Surgical risk from painkiller may be brief
By Ben Harder
Physicians often advise patients not to use painkillers such as aspirin and ibuprofen in the week or so before a planned surgery because those drugs inhibit blood clotting and can increase the risk of serious bleeding in the operating room. A mere day’s worth of abstinence from these painkillers may suffice, investigators now say.
To simulate steady use of ibuprofen, Neil Goldenberg and his two colleagues at the University of Colorado Health Sciences Center in Aurora gave 11 healthy, adult volunteers a 600-milligram dose of the drug three times daily for 7 days. They drew blood samples 40 minutes and then 8 and 24 hours after each volunteer took the final pill and tested each sample to see how quickly the blood’s clot-forming particles, or platelets, would spring into action.

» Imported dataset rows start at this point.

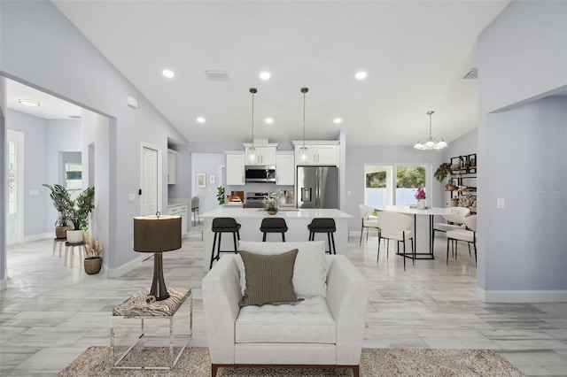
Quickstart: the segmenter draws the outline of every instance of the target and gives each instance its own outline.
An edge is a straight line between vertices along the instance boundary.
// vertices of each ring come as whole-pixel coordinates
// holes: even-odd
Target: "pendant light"
[[[303,147],[301,147],[301,159],[305,161],[307,158],[305,148],[305,95],[309,91],[309,88],[301,88],[301,93],[303,93]]]
[[[447,142],[442,137],[431,137],[431,115],[433,115],[432,110],[427,112],[429,115],[429,137],[427,139],[420,139],[419,142],[414,145],[414,148],[420,150],[442,150],[447,148]]]
[[[258,89],[256,88],[251,88],[250,93],[252,93],[252,147],[250,147],[250,154],[248,155],[248,158],[250,158],[250,162],[256,162],[256,149],[254,148],[254,95],[258,93]]]

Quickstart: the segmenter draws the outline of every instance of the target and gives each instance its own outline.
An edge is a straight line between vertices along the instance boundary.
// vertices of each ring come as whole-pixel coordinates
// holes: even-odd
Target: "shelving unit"
[[[449,183],[455,187],[448,189],[451,201],[457,200],[458,206],[469,207],[477,212],[477,154],[451,158],[451,177]]]

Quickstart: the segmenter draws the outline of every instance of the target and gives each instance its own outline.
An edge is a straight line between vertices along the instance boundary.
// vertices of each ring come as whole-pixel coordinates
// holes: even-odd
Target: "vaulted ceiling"
[[[302,139],[308,87],[307,140],[344,129],[349,144],[413,145],[429,110],[447,142],[477,127],[478,80],[463,76],[509,1],[53,3],[191,142],[250,142],[251,87],[254,136]]]

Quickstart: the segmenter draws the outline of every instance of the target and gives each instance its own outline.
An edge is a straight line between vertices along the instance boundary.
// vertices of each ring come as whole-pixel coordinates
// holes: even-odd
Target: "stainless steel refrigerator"
[[[338,209],[338,168],[298,166],[298,208]]]

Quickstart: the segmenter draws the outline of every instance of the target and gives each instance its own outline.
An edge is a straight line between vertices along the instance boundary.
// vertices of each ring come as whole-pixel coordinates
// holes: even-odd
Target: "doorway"
[[[142,147],[142,216],[153,215],[159,211],[159,155],[157,148]]]
[[[24,233],[24,133],[8,130],[6,243],[19,243]]]

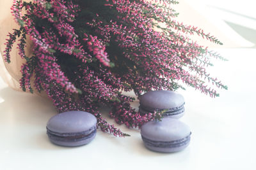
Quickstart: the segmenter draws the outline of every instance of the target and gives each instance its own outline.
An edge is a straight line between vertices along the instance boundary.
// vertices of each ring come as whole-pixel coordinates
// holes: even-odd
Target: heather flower
[[[161,113],[141,114],[131,106],[135,99],[122,91],[133,90],[140,96],[149,90],[184,89],[186,85],[214,97],[219,95],[215,87],[227,89],[207,71],[212,66],[211,59],[225,59],[189,35],[222,43],[196,27],[177,22],[172,8],[177,3],[14,0],[12,13],[20,29],[8,34],[4,59],[10,62],[19,38],[19,54],[26,60],[20,81],[24,91],[44,90],[59,112],[90,112],[102,131],[127,136],[102,117],[100,106],[111,108],[109,115],[116,123],[131,128],[161,119]],[[24,51],[26,36],[33,42],[31,58]]]

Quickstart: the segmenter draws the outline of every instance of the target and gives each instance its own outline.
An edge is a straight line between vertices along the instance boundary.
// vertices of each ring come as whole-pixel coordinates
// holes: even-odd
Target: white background
[[[0,169],[256,169],[256,49],[244,48],[255,47],[253,40],[245,37],[246,28],[256,29],[255,5],[248,0],[185,1],[212,22],[214,17],[245,27],[232,27],[240,37],[219,27],[243,47],[216,49],[229,61],[216,60],[209,71],[228,85],[228,90],[219,90],[220,97],[215,99],[190,88],[179,91],[186,100],[180,120],[192,131],[186,149],[175,153],[149,151],[140,131],[124,125],[117,127],[131,137],[115,138],[98,131],[87,145],[54,145],[45,129],[48,120],[56,114],[51,102],[14,91],[0,78]],[[134,106],[138,105],[137,101]],[[107,110],[102,111],[114,123]]]

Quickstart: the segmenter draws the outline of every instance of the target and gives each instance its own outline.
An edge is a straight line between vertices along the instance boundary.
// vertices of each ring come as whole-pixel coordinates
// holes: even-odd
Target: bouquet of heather
[[[223,59],[189,36],[197,34],[221,43],[201,29],[176,22],[172,5],[177,3],[14,0],[12,13],[20,27],[9,34],[5,60],[10,62],[12,45],[19,38],[19,53],[26,60],[20,80],[24,91],[44,90],[59,112],[90,112],[102,131],[127,136],[109,125],[99,107],[111,108],[110,116],[129,127],[140,127],[161,114],[136,111],[130,105],[135,99],[122,91],[133,90],[140,96],[152,90],[184,89],[182,83],[216,97],[218,94],[207,87],[209,82],[227,89],[205,71],[212,66],[211,58]],[[29,57],[24,50],[27,37],[33,43],[33,55]]]

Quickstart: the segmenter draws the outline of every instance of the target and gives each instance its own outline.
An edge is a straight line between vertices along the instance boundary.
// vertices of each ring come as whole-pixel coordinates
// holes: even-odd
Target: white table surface
[[[175,153],[148,150],[140,132],[124,125],[117,127],[131,137],[98,130],[87,145],[54,145],[45,133],[47,120],[56,114],[51,101],[0,81],[0,169],[256,169],[256,49],[220,52],[229,61],[215,62],[211,73],[228,90],[215,99],[193,89],[180,91],[186,103],[180,120],[192,135],[190,145]]]

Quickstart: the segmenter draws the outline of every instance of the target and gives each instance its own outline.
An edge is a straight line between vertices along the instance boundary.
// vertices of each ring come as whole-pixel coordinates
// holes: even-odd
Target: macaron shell
[[[184,99],[182,95],[170,90],[149,91],[140,97],[140,102],[145,107],[170,109],[182,106]]]
[[[58,133],[83,132],[96,125],[97,118],[90,113],[72,111],[59,113],[52,117],[47,127]]]
[[[164,153],[170,153],[170,152],[180,152],[188,147],[188,146],[189,145],[189,141],[188,141],[186,145],[182,145],[181,146],[179,147],[175,147],[175,148],[159,148],[159,147],[154,147],[152,146],[148,146],[148,145],[145,145],[145,146],[149,150],[154,152],[164,152]]]
[[[94,133],[94,134],[90,138],[81,140],[81,141],[59,141],[59,140],[56,140],[54,139],[52,139],[51,138],[49,138],[50,141],[60,146],[79,146],[84,145],[86,145],[89,143],[90,143],[96,136],[96,133]]]
[[[186,124],[170,118],[164,118],[161,122],[150,121],[141,127],[141,135],[153,141],[175,141],[189,136],[190,132]]]

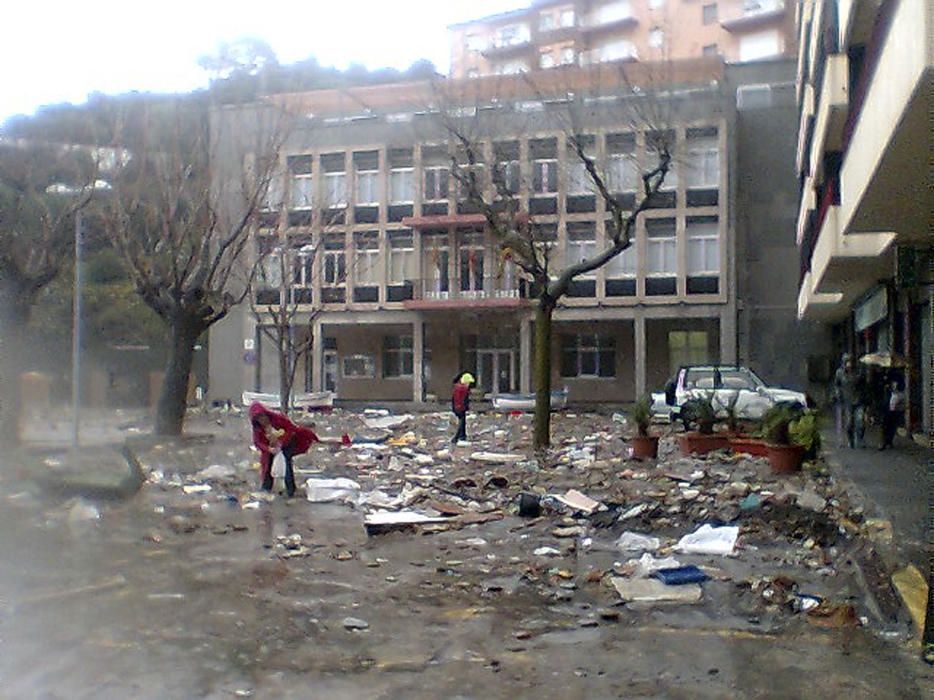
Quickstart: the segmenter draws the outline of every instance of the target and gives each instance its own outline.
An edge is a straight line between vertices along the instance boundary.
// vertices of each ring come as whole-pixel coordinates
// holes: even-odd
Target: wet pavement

Most of the 40-minute samples clotted slowly, an indication of platelet dysfunction. The majority of samples harvested 8 hours after the last pill clotted at a speed within the normal range. A full day after the last use of ibuprofen, all volunteers’ blood clotted at normal speed, the researchers report in the April 5 Annals of Internal Medicine.
The researchers caution that the test they used may not reflect actual bleeding risk in surgery and that ill people’s blood may respond differently than that of healthy volunteers. Nevertheless, Goldenberg and his colleagues say, forgoing painkillers for several days or a week before surgery may not be necessary.
The researchers additionally observed that all three female volunteers who took oral contraceptives throughout the study showed no sign of platelet dysfunction, even 40 minutes after a dose of ibuprofen. Contraceptive drugs contain hormones known to promote clotting, the researchers note.